普通の人ならば、存在しない作品を例えに出す俺の言葉を問い詰めたりするだろうが、気になることでも相手が望まないなら必要以上に踏み込まないのがユウキの良いところだ。人によってはそれが冷たいと思うのだろうが。
「この果物のぷよぷよみたいなゲームを完成させるかぁ……なんでこれ前世で流行ったんだろうな」
前世の記憶から流行したアプリゲームの開発。それが中学生でありながら、ゲーム会社を経営する俺の仕事。この世界の人間も、前世の人間との感性に大きな違いはないので、安定的にヒットを飛ばせるのが知識チートの強みだろうか。仮想通貨も順調に値上がりして、成人する頃には大富豪確定ルートが決まったようなもので、心配なのは幼馴染のユウキの将来だけ。

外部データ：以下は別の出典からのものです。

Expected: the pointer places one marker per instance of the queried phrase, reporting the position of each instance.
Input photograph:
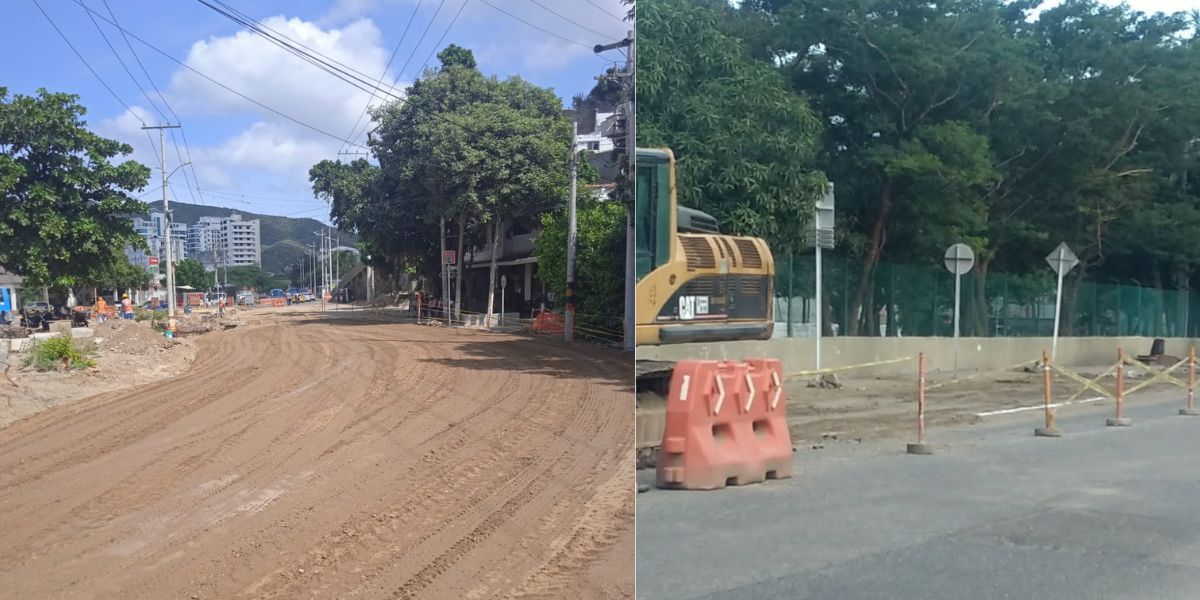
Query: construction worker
(126, 307)
(101, 309)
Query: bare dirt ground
(130, 355)
(886, 407)
(309, 455)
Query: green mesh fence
(911, 300)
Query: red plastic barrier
(720, 429)
(547, 322)
(768, 415)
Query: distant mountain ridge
(285, 240)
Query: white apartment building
(595, 141)
(211, 240)
(239, 243)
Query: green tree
(191, 273)
(745, 143)
(599, 261)
(65, 210)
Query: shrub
(60, 352)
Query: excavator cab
(694, 285)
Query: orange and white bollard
(1050, 430)
(1120, 421)
(1191, 411)
(921, 447)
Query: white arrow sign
(1062, 259)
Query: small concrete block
(1048, 432)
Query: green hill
(273, 228)
(285, 240)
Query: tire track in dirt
(383, 460)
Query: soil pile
(131, 337)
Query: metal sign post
(822, 238)
(959, 261)
(1062, 261)
(504, 283)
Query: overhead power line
(537, 27)
(101, 79)
(438, 43)
(346, 73)
(168, 57)
(138, 85)
(313, 58)
(569, 19)
(601, 9)
(183, 133)
(385, 67)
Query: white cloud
(268, 147)
(265, 72)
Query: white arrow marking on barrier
(750, 396)
(779, 389)
(720, 395)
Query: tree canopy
(65, 204)
(461, 145)
(942, 121)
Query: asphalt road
(995, 514)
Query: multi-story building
(228, 241)
(239, 241)
(598, 139)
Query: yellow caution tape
(847, 367)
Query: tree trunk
(826, 316)
(981, 305)
(495, 234)
(1071, 303)
(457, 282)
(865, 277)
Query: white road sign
(1062, 259)
(959, 259)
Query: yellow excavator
(694, 285)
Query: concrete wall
(975, 353)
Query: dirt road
(329, 457)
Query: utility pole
(569, 330)
(630, 157)
(166, 209)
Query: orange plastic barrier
(768, 418)
(726, 424)
(547, 322)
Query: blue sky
(244, 156)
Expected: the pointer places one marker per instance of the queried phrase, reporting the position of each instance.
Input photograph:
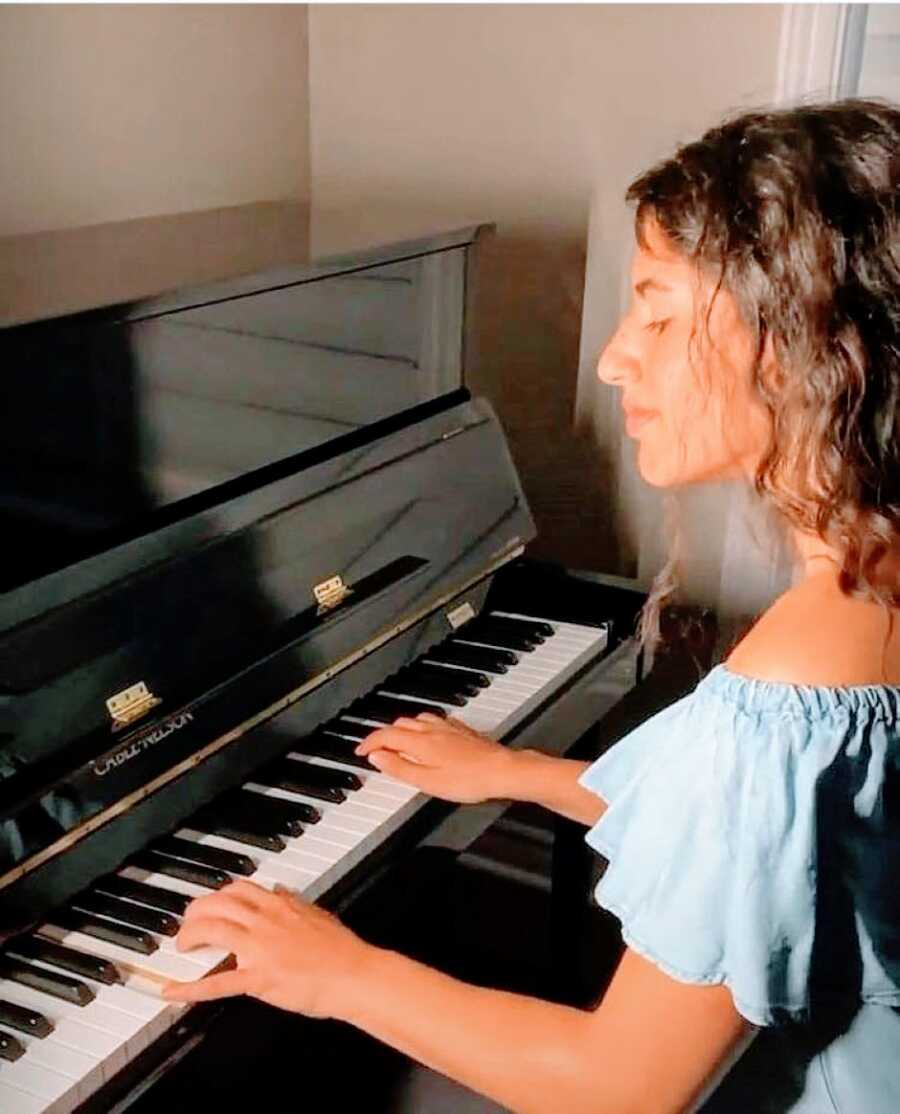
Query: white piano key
(57, 1092)
(86, 1071)
(310, 863)
(13, 1101)
(99, 1033)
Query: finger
(410, 723)
(225, 905)
(211, 931)
(213, 986)
(253, 895)
(414, 743)
(453, 722)
(399, 766)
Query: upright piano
(250, 514)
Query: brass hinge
(130, 704)
(330, 593)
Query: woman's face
(690, 404)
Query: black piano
(250, 512)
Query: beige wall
(518, 114)
(117, 111)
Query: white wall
(520, 114)
(116, 111)
(880, 72)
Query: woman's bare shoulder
(814, 635)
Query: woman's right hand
(443, 758)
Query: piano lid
(149, 363)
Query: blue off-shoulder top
(753, 838)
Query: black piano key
(58, 986)
(153, 896)
(234, 811)
(290, 814)
(408, 685)
(25, 1020)
(348, 727)
(493, 634)
(324, 745)
(128, 912)
(134, 939)
(237, 830)
(324, 775)
(215, 857)
(472, 657)
(58, 955)
(10, 1048)
(388, 709)
(538, 626)
(467, 684)
(159, 863)
(292, 777)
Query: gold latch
(130, 704)
(330, 593)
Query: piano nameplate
(130, 704)
(331, 594)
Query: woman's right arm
(448, 760)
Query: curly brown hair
(794, 212)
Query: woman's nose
(616, 363)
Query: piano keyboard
(79, 999)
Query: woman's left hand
(290, 954)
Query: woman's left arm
(653, 1046)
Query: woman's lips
(635, 420)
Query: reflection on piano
(255, 519)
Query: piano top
(152, 363)
(184, 472)
(50, 274)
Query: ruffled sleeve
(753, 838)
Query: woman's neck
(814, 556)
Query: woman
(753, 828)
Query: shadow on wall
(530, 294)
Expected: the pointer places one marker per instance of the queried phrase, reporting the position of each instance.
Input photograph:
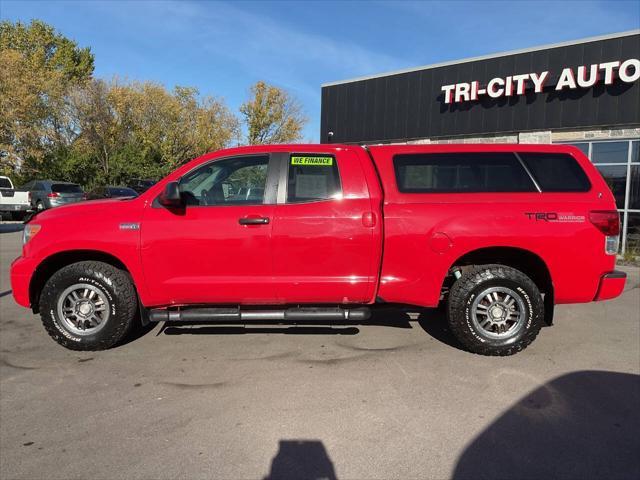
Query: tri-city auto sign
(627, 71)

風呂にも入らず、腐った臭いのする身体。学校にも行かず、社会的な適応能力は致命的。
幼稚園からともに過ごし、10年は経過しようという仲であるが、ユウキが社会で生きていく未来は想像できない。社員として雇おうにも、その基本的なスキルが欠落しているので雇うのも躊躇われる社会不適合者。
「最後は生活保護コースだな。まぁ、野垂れ死にするよりずっといい」
――――そんな幼馴染から刺激的で不快な臭いが漂わなくなったのは、それからしばらくした後だった。